IN THE HIGH COURT OF
DELHI AT NEW DELHI
SUBJECT:
C.R. NO. 767/2001
Shri Hari Shanker ....PETITIONER
Through : Mr.
V.B. Andley, Sr. Advocate
with Mr. Rajinder
Mathur, Advocate.
Shri Madan Mohan
Gupta ...RESPONDENT
Through : Mr.
Anshu Mahajan, Advocate.
CORAM:
HON'BLE MR. JUSTICE SANJAY KISHAN KAUL
1.Whether the
Reporters of local papers may be allowed
to see the judgment? Yes
2.To be referred to
Reporter or not? Yes
3.Whether the judgment
should be reported in the Digest? Yes
HON'BLE MR. JUSTICE SANJAY KISHAN KAUL (Oral)
1. The
petitioner tenant has filed the present revision petition aggrieved by the
impugned order of the Additional Rent Controller dated 23.3.2001 dismissing the
application of the petitioner for leave to defend the eviction petition filed
in the proceedings of eviction initiated by the respondent landlord.
2. The
respondent filed an eviction petition under Section 14(1)(e) of the Delhi Rent
Control Act, 1958 (hereinafter referred to as 'the said Act') against the
petitioner claiming to be owner landlord of the tenanted premises consisting of
three rooms with the mezzanine inside one of the rooms, store, kitchen, two
bathrooms on the first floor of property No.927, Gali Inderwali, Kuch Pati Ram,
Bazar Sita Ram, Delhi. The respondent
claimed title to the property by virtue of a Will dated 25.10.1986 executed by
his mother in his favour as also a registered Gift Deed dated 13.5.1946. The premises was stated to be let out for
residential purposes to the petitioner and the possession was sought on the
basis that the premises were required bona fide by the respondent landlord and
there was no other alternative suitable reasonable accommodation available to
him.
3. The
family of the respondent consists of himself, his wife, one unmarried son and
three married daughters and he was in occupation of one room, one store, one
kitchen, one bathroom, open court-yard, small kolki on the ground floor, one
small barsati with tin-shed on the ground floor.

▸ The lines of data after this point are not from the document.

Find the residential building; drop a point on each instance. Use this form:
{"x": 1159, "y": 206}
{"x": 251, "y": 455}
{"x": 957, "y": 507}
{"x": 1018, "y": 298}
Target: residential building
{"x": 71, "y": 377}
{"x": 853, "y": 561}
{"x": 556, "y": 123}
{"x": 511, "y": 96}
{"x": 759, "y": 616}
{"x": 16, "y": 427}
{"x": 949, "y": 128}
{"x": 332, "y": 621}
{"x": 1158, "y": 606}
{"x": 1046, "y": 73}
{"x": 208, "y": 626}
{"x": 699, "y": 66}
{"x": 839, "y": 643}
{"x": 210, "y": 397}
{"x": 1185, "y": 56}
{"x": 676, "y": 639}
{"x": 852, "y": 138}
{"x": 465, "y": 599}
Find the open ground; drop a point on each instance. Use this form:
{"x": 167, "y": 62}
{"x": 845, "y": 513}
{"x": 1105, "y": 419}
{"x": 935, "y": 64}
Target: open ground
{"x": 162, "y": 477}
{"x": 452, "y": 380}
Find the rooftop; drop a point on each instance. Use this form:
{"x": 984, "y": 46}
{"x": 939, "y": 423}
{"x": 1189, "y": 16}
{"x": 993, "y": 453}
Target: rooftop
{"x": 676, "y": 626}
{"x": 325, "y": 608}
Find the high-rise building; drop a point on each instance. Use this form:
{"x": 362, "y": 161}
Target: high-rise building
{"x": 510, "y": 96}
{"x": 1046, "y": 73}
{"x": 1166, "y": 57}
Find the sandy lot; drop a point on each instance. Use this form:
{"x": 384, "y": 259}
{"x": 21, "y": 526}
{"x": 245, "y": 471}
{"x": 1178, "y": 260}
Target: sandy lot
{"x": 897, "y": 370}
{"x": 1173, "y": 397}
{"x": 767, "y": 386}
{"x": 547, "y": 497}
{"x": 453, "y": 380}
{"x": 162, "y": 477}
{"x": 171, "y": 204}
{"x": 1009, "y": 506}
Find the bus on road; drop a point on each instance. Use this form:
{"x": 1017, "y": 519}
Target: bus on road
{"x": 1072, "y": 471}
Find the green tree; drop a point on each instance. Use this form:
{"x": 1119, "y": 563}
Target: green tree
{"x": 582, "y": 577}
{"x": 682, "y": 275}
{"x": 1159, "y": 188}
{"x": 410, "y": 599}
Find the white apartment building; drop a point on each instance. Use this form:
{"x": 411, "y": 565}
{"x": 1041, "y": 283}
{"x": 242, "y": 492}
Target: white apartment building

The tin-shed was stated to be not capable of
being used for residence. The
requirement of the petitioner was set out as three bedrooms, one
drawing-cum-dining room and a study room besides puja room and a guest room and
one room for his business purposes since he carried on the business of gota
garlands and rakhi.
4. The
respondent also set out that one room on the ground floor was let out to one
Shri Shiv Kumar in 1993 for use as a go-down but when the respondent came under
financial stringency in 1995-96 and required money for his family necessity, he
had to sell the same room to Shri Ashok Kumar.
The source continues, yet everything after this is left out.